Sophie Binet n'a en revanche pas précisé les mots d'ordre de cette future mobilisation, ni ses contours, mais les revendications évoquées au fil de l'entretien ne manquent pas : abrogation de la réforme des retraites ou budget 2025 accusé d'être préparé « sur une base "austéritaire" violente ».
« Nous travaillons à une rentrée offensive sur l'abrogation de la réforme des retraites, les salaires, les services publics, la réindustrialisation, l'égalité entre les sexes, etc. », a promis la dirigeante syndicale.

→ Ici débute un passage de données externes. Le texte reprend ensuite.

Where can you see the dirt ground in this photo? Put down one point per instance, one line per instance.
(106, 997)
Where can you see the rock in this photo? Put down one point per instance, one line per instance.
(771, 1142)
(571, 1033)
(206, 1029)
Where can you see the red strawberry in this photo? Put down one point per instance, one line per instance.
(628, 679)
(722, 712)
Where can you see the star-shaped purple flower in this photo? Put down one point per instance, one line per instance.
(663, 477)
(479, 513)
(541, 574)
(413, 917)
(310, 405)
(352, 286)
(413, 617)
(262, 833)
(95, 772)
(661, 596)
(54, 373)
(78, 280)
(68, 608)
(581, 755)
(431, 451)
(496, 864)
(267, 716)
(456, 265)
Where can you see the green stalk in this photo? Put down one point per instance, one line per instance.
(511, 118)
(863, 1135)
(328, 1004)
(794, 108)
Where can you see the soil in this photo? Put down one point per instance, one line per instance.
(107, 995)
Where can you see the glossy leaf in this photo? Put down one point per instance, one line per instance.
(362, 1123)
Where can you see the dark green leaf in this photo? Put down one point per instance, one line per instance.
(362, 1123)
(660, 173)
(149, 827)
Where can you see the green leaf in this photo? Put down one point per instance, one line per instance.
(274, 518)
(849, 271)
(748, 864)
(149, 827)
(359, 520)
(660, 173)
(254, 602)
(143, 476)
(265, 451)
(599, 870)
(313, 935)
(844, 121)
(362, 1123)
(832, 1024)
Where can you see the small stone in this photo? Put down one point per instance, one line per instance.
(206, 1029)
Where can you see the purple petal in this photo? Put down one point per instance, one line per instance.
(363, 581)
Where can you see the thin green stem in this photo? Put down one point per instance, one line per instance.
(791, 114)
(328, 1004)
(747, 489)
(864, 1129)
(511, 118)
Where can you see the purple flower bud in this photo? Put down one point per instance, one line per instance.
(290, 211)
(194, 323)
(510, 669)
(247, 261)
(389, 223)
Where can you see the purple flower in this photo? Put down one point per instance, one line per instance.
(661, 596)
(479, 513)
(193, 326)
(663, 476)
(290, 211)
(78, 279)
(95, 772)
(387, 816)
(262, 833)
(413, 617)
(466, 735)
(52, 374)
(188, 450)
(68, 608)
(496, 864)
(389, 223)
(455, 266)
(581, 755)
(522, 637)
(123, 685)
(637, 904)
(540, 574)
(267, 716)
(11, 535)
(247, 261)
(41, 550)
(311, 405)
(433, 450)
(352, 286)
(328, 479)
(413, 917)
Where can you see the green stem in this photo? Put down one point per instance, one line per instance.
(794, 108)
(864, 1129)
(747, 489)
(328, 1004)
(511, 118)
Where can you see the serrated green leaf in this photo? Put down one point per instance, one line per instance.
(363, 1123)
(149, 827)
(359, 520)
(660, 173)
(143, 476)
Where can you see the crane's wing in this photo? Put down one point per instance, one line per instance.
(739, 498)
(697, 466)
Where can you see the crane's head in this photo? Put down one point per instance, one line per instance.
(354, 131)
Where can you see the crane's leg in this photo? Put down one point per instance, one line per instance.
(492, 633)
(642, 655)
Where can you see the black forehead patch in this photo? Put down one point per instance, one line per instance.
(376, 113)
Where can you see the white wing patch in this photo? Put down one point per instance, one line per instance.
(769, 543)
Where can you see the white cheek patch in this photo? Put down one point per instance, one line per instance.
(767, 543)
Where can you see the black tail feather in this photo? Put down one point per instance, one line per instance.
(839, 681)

Sur le front interne, Sophie Binet s'est félicitée de quelque 70.000 nouveaux syndiqués dans la foulée de la réforme des retraites et précise que « dans la dynamique d'entre-deux-tours » des élections législatives pour lesquelles le syndicat avait exceptionnellement appelé à voter pour le NFP, 3 à 4.000 personnes ont rejoint la centrale.
La secrétaire générale de la CGT a aussi profité de cet entretien pour continuer de fustiger Emmanuel Macron, accusé d'enfreindre « la logique institutionnelle » en ne nommant pas Lucie Castets, la candidate proposée par le Nouveau Front Populaire (NFP) pour Matignon.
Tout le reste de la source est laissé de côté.